Mathieu Amalric

It’s quite fitting that on the seat next to Mathieu Amalric is his motorbike helmet. Having dashed across London from Pinewood Studios, where he is currently shooting the new James Bond film Quantum of Solace, the French actor knows that come the autumn he may need it for more than just safety. After all, playing the villain in one of the year’s most anticipated films means his so-far carefully guarded anonymity is in danger. ‘That is something I’m a bit afraid of,’ he admits. ‘That I won’t be able to have this normal life that I still have.’
Despite being previously married to French actress Jeanne Balibar, the 42-year-old Parisian, dressed today in a brown corduroy suit, is not the sort of star to grace the covers of Paris Match. In truth, after shooting several shorts and the low-budget feature Wimbledon Stage, Amalric considers himself as a director moonlighting as an actor.
The problem is, while he’s had another script ready to direct for the past two years, Amalric’s suddenly the most in-demand actor in France. Recently riveting as real-life stroke victim Jean-Dominique Bauby in Julian Schnabel’s heartbreaking The Diving Bell and the Butterfly, rightly winning him a French César award, next month Amalric can be seen in Claude Miller’s WWII-set family saga Un Secret. ‘At the same time, you have to look at it like a big joke,’ he shrugs. ‘It’s like a fairytale but you know it will stop. You’re loved one day and the next day you’re rubbish.’
Not that this is liable to happen with Amalric, who has steadily built a career working with the crème-de-la-crème of French cinema. His latest film, offbeat corporate thriller Heartbeat Detector, is typical, in that his character offers up another Amalric masterclass in modern-day male angst. He plays Simon, an industrial psychologist assigned to secretly observe his boss (Michael Lonsdale) until the shocking discoveries become all too much.

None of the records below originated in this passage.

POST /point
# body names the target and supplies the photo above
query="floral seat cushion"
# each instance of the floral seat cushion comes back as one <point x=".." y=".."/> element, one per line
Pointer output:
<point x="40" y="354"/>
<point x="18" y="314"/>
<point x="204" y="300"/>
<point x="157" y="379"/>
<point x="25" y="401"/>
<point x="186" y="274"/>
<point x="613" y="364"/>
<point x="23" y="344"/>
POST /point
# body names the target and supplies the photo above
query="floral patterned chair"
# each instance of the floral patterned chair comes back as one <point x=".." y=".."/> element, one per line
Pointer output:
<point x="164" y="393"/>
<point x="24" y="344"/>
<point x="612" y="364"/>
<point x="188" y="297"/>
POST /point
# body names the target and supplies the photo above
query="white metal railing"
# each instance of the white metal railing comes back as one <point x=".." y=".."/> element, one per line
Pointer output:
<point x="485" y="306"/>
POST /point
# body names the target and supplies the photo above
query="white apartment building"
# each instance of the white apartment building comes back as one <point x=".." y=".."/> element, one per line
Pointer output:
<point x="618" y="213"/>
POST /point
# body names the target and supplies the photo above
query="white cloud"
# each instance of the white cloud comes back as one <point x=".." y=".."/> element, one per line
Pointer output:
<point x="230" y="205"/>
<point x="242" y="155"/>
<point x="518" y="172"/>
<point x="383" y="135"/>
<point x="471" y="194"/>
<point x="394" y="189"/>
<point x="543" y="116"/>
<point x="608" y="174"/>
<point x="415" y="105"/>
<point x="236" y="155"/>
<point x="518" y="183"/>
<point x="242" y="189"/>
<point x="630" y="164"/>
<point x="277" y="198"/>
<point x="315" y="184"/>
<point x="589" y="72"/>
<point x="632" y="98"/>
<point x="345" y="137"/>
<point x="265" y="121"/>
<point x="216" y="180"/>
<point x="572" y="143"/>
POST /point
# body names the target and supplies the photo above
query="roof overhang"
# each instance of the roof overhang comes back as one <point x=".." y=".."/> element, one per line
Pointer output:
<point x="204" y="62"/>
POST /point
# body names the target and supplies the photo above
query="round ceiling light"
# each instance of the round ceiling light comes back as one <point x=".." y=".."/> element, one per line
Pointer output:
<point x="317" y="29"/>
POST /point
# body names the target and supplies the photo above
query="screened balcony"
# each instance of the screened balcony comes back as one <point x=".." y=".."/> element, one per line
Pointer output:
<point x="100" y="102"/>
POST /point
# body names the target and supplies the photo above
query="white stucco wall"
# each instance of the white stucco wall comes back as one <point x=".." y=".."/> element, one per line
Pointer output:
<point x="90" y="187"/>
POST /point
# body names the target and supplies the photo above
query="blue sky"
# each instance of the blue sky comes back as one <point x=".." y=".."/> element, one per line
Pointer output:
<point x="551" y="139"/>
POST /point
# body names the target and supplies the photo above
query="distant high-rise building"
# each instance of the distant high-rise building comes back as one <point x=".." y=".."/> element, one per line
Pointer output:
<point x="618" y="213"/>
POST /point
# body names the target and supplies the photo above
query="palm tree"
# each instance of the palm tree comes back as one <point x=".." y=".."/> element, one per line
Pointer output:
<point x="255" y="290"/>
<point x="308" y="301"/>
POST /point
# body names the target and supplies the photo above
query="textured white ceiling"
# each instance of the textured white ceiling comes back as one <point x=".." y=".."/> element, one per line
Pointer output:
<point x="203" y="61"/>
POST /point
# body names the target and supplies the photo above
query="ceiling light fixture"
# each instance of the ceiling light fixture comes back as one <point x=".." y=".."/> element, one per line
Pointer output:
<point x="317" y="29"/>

While Amalric admits director Nicolas Klotz told him to watch the films of Fritz Lang and Jacques Tourneur for research, his best resource was observing CEOs in restaurants and on trains. ‘This language they use . . . even on the Eurostar, in business class, it’s frightening,’ says Amalric, munching a slice of marmalade on toast. ‘For me, it was exactly that. It’s exactly the Eurostar businessman. What are they doing on their computer, with all these lists? Each time I see a guy with those lists of numbers, I think, “Check: a hundred people fired!” It’s nothing to them!’

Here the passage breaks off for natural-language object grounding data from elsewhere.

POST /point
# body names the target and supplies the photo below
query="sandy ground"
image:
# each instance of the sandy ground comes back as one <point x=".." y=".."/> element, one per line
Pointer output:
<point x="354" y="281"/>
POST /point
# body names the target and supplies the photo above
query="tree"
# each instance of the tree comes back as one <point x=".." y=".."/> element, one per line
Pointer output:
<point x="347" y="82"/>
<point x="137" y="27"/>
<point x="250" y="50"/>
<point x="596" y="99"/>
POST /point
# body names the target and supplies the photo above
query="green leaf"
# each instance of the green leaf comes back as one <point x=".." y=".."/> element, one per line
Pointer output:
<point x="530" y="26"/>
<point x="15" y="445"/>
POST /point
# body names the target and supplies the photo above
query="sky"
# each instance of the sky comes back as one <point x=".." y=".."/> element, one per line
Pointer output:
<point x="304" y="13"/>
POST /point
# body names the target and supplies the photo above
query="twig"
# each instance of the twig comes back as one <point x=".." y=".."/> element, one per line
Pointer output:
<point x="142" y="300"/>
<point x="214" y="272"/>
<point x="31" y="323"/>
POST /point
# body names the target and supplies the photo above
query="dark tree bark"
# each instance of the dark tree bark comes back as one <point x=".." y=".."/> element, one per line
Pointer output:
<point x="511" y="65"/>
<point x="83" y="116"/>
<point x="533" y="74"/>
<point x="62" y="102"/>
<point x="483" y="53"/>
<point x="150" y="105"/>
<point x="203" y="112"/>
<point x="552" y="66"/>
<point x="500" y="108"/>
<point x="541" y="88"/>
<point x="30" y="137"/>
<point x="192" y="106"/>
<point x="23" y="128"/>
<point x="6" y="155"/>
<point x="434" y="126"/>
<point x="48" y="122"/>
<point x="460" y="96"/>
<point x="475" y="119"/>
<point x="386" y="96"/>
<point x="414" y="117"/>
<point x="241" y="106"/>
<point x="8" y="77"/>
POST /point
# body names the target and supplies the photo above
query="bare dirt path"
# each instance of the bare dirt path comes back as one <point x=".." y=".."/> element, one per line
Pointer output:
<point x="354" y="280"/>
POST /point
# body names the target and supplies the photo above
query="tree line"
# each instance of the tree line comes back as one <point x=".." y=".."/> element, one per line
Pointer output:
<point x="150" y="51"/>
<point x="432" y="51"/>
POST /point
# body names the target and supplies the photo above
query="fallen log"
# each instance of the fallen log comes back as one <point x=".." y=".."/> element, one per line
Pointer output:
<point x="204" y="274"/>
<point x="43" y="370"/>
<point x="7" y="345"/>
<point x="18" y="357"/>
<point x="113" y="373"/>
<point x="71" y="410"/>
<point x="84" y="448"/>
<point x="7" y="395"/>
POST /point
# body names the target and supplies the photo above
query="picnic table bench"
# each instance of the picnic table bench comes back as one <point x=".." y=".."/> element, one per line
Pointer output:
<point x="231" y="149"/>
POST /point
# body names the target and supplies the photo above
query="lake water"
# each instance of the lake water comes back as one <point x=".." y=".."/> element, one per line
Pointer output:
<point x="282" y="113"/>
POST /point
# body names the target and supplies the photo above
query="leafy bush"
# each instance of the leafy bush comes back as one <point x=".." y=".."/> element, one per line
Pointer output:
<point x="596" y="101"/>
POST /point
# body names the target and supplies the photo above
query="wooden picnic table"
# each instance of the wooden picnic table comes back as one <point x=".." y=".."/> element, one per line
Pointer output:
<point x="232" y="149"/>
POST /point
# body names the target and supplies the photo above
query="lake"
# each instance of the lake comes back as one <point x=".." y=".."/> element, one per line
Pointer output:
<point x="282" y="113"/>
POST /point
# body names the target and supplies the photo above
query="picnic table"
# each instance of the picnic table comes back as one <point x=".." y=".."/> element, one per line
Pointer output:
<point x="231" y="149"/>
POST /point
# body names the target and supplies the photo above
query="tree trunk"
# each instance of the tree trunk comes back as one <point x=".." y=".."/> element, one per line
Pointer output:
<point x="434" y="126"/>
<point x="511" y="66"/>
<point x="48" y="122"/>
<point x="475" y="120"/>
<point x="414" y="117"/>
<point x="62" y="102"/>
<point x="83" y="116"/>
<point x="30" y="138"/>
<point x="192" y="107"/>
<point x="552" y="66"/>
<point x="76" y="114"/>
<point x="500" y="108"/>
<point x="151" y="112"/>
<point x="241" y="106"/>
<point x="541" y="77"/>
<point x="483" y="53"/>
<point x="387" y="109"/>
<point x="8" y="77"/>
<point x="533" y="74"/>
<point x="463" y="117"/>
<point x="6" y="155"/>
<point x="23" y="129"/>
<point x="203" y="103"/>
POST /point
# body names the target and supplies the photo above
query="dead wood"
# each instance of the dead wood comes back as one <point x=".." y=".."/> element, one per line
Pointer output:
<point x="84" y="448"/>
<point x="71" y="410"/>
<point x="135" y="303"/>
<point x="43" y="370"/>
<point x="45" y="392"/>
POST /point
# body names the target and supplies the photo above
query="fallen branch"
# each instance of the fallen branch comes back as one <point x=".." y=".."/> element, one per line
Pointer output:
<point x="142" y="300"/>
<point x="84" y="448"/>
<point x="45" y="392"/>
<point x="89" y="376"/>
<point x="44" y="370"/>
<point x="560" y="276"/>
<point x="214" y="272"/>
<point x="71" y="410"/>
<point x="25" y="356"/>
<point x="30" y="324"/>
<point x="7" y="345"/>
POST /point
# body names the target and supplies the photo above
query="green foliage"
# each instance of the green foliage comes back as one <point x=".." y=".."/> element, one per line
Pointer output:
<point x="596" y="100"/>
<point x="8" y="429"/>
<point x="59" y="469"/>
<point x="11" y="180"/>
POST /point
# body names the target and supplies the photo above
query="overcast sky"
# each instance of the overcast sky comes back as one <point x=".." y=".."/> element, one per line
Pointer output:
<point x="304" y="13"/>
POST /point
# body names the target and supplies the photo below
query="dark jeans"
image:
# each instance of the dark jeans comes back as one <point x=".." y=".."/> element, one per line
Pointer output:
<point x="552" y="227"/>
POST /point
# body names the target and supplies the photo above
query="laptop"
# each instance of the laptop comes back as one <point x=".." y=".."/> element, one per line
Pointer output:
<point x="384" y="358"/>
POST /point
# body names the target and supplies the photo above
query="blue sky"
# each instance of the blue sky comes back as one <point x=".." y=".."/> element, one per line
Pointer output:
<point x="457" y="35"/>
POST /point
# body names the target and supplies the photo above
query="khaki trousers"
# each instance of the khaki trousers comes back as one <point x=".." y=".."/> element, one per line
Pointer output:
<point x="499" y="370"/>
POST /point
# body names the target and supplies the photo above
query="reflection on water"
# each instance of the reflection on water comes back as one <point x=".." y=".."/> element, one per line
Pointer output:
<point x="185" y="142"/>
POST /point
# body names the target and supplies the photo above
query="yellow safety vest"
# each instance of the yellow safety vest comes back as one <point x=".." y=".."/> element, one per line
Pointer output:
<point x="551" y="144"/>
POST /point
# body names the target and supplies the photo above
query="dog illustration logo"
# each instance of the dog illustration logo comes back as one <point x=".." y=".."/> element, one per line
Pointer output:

By coincidence, Amalric will be following in the footsteps of his Heartbeat Detector co-star Lonsdale when he does battle with 007 this autumn. Lonsdale famously played Hugo Drax in the 1978 Bond adventure Moonraker, though Amalric promises his character, Dominic Greene, is far different from the Bond villains of yore. ‘I’m playing a guy who doesn’t know how to fight. There’s no secret weapon, or secret technique or kung-fu. I just have my face. No scars, nothing!’ If that’s the case, he better hang onto that crash helmet.
Heartbeat Detector is on selected release from Fri 16 May. Un Secret will be on selected release from Fri 13 Jun.